Behaviour change interventions undertake activities to bring about change. So how should we select what activities to undertake to influence behaviour change? Should activities be based on what we have been done before? What we are good at? Based on an idea about what works? Based on research about the target group?


I first became interested in behaviour change over a decade ago, when I learnt about Community-Based Social Marketing. I realised that behaviour change went beyond communication and education and incentives. Voluntary change requires research to identify the barriers and drivers that may hinder or enable change.  These differ between target groups, which means that context is critical.


A Theory of Action refers to the type of strategy to activate the desired change. Project designs are more likely to lead to the desired change if the Theory of Action(s) are based on an understanding of barriers and drivers to change, and selection of activities to bring about change.

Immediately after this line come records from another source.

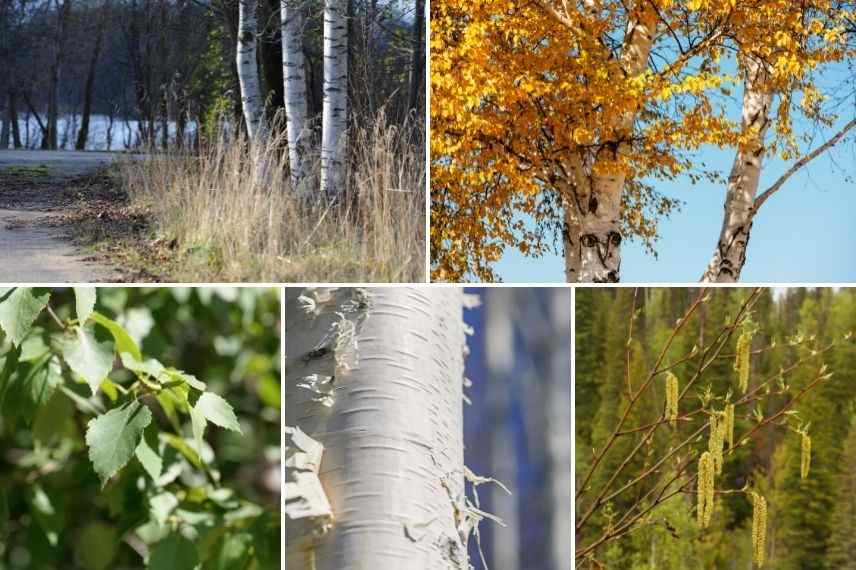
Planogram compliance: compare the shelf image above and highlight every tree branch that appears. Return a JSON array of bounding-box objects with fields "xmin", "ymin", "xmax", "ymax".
[{"xmin": 750, "ymin": 119, "xmax": 856, "ymax": 219}]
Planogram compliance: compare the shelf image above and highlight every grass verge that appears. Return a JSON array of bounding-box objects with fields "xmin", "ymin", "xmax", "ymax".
[{"xmin": 106, "ymin": 111, "xmax": 425, "ymax": 283}]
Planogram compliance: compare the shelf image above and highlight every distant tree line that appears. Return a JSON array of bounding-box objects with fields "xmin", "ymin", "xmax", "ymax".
[{"xmin": 0, "ymin": 0, "xmax": 425, "ymax": 158}]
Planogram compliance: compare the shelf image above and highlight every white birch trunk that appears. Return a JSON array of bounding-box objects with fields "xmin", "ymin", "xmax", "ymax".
[
  {"xmin": 701, "ymin": 56, "xmax": 773, "ymax": 283},
  {"xmin": 321, "ymin": 0, "xmax": 348, "ymax": 198},
  {"xmin": 546, "ymin": 288, "xmax": 574, "ymax": 570},
  {"xmin": 563, "ymin": 4, "xmax": 658, "ymax": 283},
  {"xmin": 280, "ymin": 0, "xmax": 312, "ymax": 189},
  {"xmin": 236, "ymin": 0, "xmax": 265, "ymax": 142},
  {"xmin": 285, "ymin": 288, "xmax": 468, "ymax": 570}
]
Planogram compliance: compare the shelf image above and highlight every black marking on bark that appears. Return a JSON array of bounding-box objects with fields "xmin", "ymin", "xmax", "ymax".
[{"xmin": 302, "ymin": 346, "xmax": 331, "ymax": 362}]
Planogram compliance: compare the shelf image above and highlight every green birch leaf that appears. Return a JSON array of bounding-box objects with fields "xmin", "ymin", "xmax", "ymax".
[
  {"xmin": 149, "ymin": 491, "xmax": 178, "ymax": 526},
  {"xmin": 190, "ymin": 407, "xmax": 208, "ymax": 457},
  {"xmin": 149, "ymin": 532, "xmax": 199, "ymax": 570},
  {"xmin": 74, "ymin": 522, "xmax": 119, "ymax": 570},
  {"xmin": 0, "ymin": 347, "xmax": 21, "ymax": 409},
  {"xmin": 134, "ymin": 426, "xmax": 163, "ymax": 481},
  {"xmin": 62, "ymin": 327, "xmax": 114, "ymax": 394},
  {"xmin": 0, "ymin": 287, "xmax": 50, "ymax": 346},
  {"xmin": 212, "ymin": 532, "xmax": 253, "ymax": 570},
  {"xmin": 86, "ymin": 400, "xmax": 152, "ymax": 487},
  {"xmin": 90, "ymin": 311, "xmax": 143, "ymax": 361},
  {"xmin": 119, "ymin": 352, "xmax": 164, "ymax": 379},
  {"xmin": 74, "ymin": 287, "xmax": 95, "ymax": 326},
  {"xmin": 28, "ymin": 355, "xmax": 62, "ymax": 409},
  {"xmin": 194, "ymin": 392, "xmax": 243, "ymax": 433}
]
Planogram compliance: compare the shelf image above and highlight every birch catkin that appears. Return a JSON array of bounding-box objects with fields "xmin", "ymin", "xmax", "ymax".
[
  {"xmin": 696, "ymin": 451, "xmax": 714, "ymax": 528},
  {"xmin": 800, "ymin": 432, "xmax": 811, "ymax": 479},
  {"xmin": 707, "ymin": 412, "xmax": 725, "ymax": 474},
  {"xmin": 752, "ymin": 492, "xmax": 767, "ymax": 567},
  {"xmin": 724, "ymin": 404, "xmax": 734, "ymax": 449},
  {"xmin": 666, "ymin": 372, "xmax": 678, "ymax": 427},
  {"xmin": 734, "ymin": 330, "xmax": 752, "ymax": 394}
]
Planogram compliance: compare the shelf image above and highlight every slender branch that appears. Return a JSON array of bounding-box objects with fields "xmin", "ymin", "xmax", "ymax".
[
  {"xmin": 45, "ymin": 304, "xmax": 68, "ymax": 330},
  {"xmin": 576, "ymin": 289, "xmax": 707, "ymax": 500}
]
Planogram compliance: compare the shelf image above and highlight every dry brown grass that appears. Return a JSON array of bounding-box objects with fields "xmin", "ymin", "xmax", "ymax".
[{"xmin": 114, "ymin": 111, "xmax": 425, "ymax": 283}]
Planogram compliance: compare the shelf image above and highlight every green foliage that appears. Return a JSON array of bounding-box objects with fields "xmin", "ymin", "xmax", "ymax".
[
  {"xmin": 575, "ymin": 288, "xmax": 856, "ymax": 570},
  {"xmin": 0, "ymin": 288, "xmax": 280, "ymax": 570}
]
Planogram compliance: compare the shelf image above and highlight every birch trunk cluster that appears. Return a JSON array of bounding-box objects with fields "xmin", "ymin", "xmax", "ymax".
[
  {"xmin": 285, "ymin": 288, "xmax": 475, "ymax": 570},
  {"xmin": 702, "ymin": 56, "xmax": 773, "ymax": 283}
]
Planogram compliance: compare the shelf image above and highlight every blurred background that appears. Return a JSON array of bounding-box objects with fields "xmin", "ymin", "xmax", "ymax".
[
  {"xmin": 0, "ymin": 287, "xmax": 281, "ymax": 570},
  {"xmin": 464, "ymin": 287, "xmax": 573, "ymax": 570}
]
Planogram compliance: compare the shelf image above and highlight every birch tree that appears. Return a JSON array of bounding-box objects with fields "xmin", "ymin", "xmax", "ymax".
[
  {"xmin": 280, "ymin": 0, "xmax": 312, "ymax": 188},
  {"xmin": 321, "ymin": 0, "xmax": 348, "ymax": 197},
  {"xmin": 431, "ymin": 0, "xmax": 854, "ymax": 282},
  {"xmin": 236, "ymin": 0, "xmax": 265, "ymax": 142},
  {"xmin": 284, "ymin": 288, "xmax": 475, "ymax": 570}
]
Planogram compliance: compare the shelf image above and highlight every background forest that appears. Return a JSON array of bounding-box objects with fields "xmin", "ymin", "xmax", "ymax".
[
  {"xmin": 464, "ymin": 287, "xmax": 573, "ymax": 570},
  {"xmin": 0, "ymin": 288, "xmax": 281, "ymax": 570},
  {"xmin": 575, "ymin": 288, "xmax": 856, "ymax": 570}
]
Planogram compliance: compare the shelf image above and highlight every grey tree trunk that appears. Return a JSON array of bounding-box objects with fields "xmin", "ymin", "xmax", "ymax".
[
  {"xmin": 284, "ymin": 288, "xmax": 470, "ymax": 570},
  {"xmin": 563, "ymin": 4, "xmax": 658, "ymax": 283},
  {"xmin": 702, "ymin": 56, "xmax": 773, "ymax": 283},
  {"xmin": 74, "ymin": 15, "xmax": 107, "ymax": 150},
  {"xmin": 321, "ymin": 0, "xmax": 348, "ymax": 198},
  {"xmin": 485, "ymin": 288, "xmax": 521, "ymax": 570},
  {"xmin": 0, "ymin": 110, "xmax": 9, "ymax": 150},
  {"xmin": 236, "ymin": 0, "xmax": 265, "ymax": 142},
  {"xmin": 9, "ymin": 89, "xmax": 21, "ymax": 148},
  {"xmin": 280, "ymin": 0, "xmax": 312, "ymax": 189}
]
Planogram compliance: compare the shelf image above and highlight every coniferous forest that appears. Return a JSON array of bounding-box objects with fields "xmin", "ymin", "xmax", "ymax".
[{"xmin": 575, "ymin": 288, "xmax": 856, "ymax": 570}]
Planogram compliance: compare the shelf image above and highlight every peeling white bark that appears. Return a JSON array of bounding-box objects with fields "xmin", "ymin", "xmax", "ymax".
[
  {"xmin": 701, "ymin": 56, "xmax": 773, "ymax": 283},
  {"xmin": 236, "ymin": 0, "xmax": 265, "ymax": 142},
  {"xmin": 321, "ymin": 0, "xmax": 348, "ymax": 197},
  {"xmin": 285, "ymin": 288, "xmax": 471, "ymax": 570},
  {"xmin": 563, "ymin": 6, "xmax": 658, "ymax": 283},
  {"xmin": 484, "ymin": 288, "xmax": 521, "ymax": 570},
  {"xmin": 547, "ymin": 288, "xmax": 574, "ymax": 570},
  {"xmin": 280, "ymin": 0, "xmax": 312, "ymax": 189}
]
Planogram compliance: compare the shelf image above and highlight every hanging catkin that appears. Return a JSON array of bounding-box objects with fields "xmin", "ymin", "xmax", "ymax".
[
  {"xmin": 734, "ymin": 330, "xmax": 752, "ymax": 394},
  {"xmin": 752, "ymin": 492, "xmax": 767, "ymax": 567},
  {"xmin": 707, "ymin": 412, "xmax": 725, "ymax": 474},
  {"xmin": 696, "ymin": 451, "xmax": 714, "ymax": 528},
  {"xmin": 725, "ymin": 404, "xmax": 734, "ymax": 449},
  {"xmin": 666, "ymin": 371, "xmax": 678, "ymax": 427},
  {"xmin": 800, "ymin": 432, "xmax": 811, "ymax": 479}
]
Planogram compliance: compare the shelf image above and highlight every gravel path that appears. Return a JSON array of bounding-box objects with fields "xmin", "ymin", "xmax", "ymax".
[{"xmin": 0, "ymin": 150, "xmax": 127, "ymax": 283}]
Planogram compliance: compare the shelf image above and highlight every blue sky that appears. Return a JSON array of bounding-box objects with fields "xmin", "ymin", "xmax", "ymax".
[{"xmin": 496, "ymin": 69, "xmax": 856, "ymax": 283}]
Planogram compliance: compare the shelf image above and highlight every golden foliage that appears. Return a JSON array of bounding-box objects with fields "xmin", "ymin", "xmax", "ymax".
[
  {"xmin": 734, "ymin": 329, "xmax": 752, "ymax": 394},
  {"xmin": 430, "ymin": 0, "xmax": 845, "ymax": 281},
  {"xmin": 666, "ymin": 371, "xmax": 678, "ymax": 427},
  {"xmin": 800, "ymin": 432, "xmax": 811, "ymax": 479},
  {"xmin": 723, "ymin": 404, "xmax": 734, "ymax": 449},
  {"xmin": 707, "ymin": 412, "xmax": 725, "ymax": 474}
]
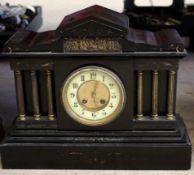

There are lots of resources available on behaviour change. Here are some I have found useful:

Community-Based Social Marketing - this website provides a practical guide on the steps to take to develop a behaviour change project. Dr Doug McKenzie-Mohr is offering training workshops in Melbourne and Brisbane in March 2018.

DEFRA’s 4Es model - Enable, Encourage, Exemplify, Engage provide four broad Theories of Action that can be applied to activate the change that is desired.

GSK Review – this document provides an overview of behaviour change models, theories and frameworks that can be used to inform Theories of Actions. 


Are you working in this space to design, implement or evaluate behaviour change programs? Please share your thoughts or any useful resources.